News24 Wire
Wire Service
2 minute read
18 Oct 2019
10:53 pm

CCMA rules in favour of Bloomberg against journalist Sam Mkokeli

News24 Wire

'It's a shocking outcome and a blow to media freedom,' the veteran journalist said.

Journalist Sam Mkokeli. Picture: Screenshot (CNBC Africa)

The Commission for Conciliation, Mediation and Arbitration (CCMA) has found Bloomberg did not commit unfair labour practices in a case involving senior journalist Sam Mkokeli.

Mkokeli took Bloomberg to the CCMA after a series of warnings which he alleged were unfair.

In December 2018, Bloomberg initiated disciplinary proceedings against the veteran journalist, saying he had violated its social media policy and subsequently issued a written warning.

The warning related to a tweet by Mkokeli on Telecommunications Minister Stella Ndabeni-Abrahams.

The tweet was posted before she was announced as minister on November 22, 2018, and, translated to English, was captioned: “Here’s the walk.”

Bloomberg was of the view that the tweet had speculated she would soon become the telecommunications minister, which it said was against its social media policy as the tweet had broken news before it went onto the Bloomberg terminal.

That same month, the company issued Mkokeli a final written warning for the same offence.

He had again tweeted an article with the headline “ANC’s Pule Mabe accused of sexual harassment by his PA”. Mkokeli captioned it: “Thixo ka Fransman!”

This, the company said, was an opinion expressed by Mkokeli which was against its social media policy.

Commissioner L Shear, on behalf of the CCMA, said: “The social media policy is clear. It requires all journalists to be responsible for the content of all publications. It requires journalists, when in doubt, [to] ask questions and tweet later.”

He added: “With regard to the tweet concerning the minister of telecommunications, it is common cause that the tweet appeared before Ms Stella Ndabeni-Abrahams was appointed as a minister.

“This is a violation of the requirement that all news should break first on the Bloomberg terminal and not on social media.
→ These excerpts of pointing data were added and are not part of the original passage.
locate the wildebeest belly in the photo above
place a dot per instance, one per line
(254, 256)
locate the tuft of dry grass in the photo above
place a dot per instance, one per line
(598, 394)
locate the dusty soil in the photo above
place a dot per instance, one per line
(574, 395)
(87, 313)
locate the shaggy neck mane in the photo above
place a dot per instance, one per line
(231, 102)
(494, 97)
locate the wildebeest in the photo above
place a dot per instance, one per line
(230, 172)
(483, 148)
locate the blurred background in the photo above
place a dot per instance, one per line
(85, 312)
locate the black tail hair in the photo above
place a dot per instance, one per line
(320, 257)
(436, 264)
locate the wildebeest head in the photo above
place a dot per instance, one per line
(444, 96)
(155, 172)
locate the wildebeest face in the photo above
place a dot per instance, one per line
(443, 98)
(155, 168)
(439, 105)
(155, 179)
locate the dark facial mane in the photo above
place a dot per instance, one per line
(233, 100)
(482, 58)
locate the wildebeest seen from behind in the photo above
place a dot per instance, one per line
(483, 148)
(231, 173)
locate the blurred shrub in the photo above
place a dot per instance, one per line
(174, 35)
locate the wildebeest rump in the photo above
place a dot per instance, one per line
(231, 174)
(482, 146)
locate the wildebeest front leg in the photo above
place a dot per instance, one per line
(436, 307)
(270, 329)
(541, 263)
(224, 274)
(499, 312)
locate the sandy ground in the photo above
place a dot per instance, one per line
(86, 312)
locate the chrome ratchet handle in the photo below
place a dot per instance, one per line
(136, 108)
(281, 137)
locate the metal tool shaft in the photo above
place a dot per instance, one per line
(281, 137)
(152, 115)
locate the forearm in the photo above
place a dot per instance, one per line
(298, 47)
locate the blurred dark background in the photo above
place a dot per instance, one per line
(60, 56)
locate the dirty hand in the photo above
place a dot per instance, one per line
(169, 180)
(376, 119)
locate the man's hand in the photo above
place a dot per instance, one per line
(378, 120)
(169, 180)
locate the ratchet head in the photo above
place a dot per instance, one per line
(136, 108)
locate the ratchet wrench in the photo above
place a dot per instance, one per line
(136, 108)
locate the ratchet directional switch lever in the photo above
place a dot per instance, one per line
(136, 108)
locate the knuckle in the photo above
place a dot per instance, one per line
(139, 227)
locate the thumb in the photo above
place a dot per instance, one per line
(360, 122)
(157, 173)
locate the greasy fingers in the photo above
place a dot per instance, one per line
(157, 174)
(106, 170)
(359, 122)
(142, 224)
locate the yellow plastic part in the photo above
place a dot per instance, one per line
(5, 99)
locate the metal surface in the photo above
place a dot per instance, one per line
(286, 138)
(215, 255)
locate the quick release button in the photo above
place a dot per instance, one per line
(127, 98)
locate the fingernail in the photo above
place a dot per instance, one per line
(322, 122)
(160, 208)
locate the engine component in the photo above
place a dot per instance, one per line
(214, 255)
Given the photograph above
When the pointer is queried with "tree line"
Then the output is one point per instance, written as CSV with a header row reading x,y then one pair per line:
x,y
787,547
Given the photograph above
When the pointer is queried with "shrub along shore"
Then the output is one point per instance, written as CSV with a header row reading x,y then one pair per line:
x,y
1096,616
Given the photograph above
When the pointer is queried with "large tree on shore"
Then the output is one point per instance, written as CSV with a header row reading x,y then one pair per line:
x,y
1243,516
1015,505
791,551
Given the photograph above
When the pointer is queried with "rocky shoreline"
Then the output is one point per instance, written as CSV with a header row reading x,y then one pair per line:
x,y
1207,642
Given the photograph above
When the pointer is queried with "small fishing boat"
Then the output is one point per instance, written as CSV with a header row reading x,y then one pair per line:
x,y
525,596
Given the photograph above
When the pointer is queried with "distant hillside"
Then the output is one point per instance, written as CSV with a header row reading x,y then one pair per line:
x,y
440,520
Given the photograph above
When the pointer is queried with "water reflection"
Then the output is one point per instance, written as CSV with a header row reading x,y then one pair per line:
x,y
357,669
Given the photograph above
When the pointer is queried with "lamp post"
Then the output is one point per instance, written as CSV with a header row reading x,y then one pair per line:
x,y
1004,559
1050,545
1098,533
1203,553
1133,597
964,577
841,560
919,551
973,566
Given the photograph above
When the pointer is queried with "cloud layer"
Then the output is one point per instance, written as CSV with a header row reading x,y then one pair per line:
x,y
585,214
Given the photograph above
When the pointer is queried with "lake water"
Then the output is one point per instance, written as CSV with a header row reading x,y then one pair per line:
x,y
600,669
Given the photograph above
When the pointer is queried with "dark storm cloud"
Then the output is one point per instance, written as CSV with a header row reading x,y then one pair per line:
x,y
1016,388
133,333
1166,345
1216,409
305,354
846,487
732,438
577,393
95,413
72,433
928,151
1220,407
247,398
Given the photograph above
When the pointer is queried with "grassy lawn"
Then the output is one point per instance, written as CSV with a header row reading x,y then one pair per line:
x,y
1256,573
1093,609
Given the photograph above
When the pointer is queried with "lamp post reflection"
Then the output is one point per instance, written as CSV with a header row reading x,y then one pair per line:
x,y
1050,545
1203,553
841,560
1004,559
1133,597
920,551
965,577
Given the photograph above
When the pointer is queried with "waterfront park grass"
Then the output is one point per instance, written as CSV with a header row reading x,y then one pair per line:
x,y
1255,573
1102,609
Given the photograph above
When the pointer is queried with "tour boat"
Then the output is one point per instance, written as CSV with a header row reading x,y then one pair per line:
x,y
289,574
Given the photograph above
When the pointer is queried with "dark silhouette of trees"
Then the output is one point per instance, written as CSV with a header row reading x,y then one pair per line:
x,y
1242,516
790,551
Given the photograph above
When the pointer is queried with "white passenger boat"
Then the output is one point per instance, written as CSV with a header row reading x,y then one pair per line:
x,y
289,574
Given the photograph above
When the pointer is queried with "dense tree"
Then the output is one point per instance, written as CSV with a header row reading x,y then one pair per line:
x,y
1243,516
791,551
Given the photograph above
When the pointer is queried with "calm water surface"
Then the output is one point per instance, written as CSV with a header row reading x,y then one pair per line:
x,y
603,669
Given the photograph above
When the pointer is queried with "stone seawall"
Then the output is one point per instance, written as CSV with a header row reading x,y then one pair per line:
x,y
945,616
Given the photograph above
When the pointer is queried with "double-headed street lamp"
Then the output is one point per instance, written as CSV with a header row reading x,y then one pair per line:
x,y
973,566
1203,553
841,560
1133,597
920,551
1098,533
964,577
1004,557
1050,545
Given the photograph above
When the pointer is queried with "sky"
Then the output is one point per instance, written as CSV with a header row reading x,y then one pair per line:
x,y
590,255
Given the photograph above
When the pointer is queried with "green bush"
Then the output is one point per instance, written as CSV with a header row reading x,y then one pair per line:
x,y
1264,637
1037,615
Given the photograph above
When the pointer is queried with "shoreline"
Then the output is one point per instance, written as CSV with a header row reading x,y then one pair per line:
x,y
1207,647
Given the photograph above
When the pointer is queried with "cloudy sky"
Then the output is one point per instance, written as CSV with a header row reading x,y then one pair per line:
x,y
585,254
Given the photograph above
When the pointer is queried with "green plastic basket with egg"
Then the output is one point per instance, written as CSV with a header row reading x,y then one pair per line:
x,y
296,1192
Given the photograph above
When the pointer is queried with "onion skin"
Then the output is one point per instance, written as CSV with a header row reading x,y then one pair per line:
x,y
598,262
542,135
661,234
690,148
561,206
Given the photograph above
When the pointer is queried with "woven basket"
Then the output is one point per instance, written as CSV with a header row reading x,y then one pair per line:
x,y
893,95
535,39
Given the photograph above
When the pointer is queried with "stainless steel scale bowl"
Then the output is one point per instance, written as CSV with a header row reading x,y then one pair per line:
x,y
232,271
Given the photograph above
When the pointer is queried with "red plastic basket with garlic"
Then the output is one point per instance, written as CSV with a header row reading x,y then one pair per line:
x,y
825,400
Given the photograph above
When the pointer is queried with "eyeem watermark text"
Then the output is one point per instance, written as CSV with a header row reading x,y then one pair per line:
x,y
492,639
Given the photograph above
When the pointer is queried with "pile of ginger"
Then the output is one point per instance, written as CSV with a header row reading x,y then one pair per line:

The applicant as a senior journalist should have been cautious in ensuring that this did not take place.”

The Mabe tweet, Shear said, in his view was also a breach of Bloomberg’s social media policy.

“Whether or not the applicant had an opinion regarding Mabe or [Marius] Fransman’s position in this regard, is irrelevant, the perception had been created through the tweet that there is or maybe [is] a relationship between the two…

“It is, therefore, my conclusion that the written warning and final written warning were fair and that the respondent [Bloomberg] did not commit an unfair labour practice in this regard.”

Speaking to News24, Mkokeli said this was a blow to media freedom.

“It’s a shocking outcome and a blow to media freedom, coming out eerily as we look back on Black Wednesday and the painful reminder of brutal apartheid censorship.”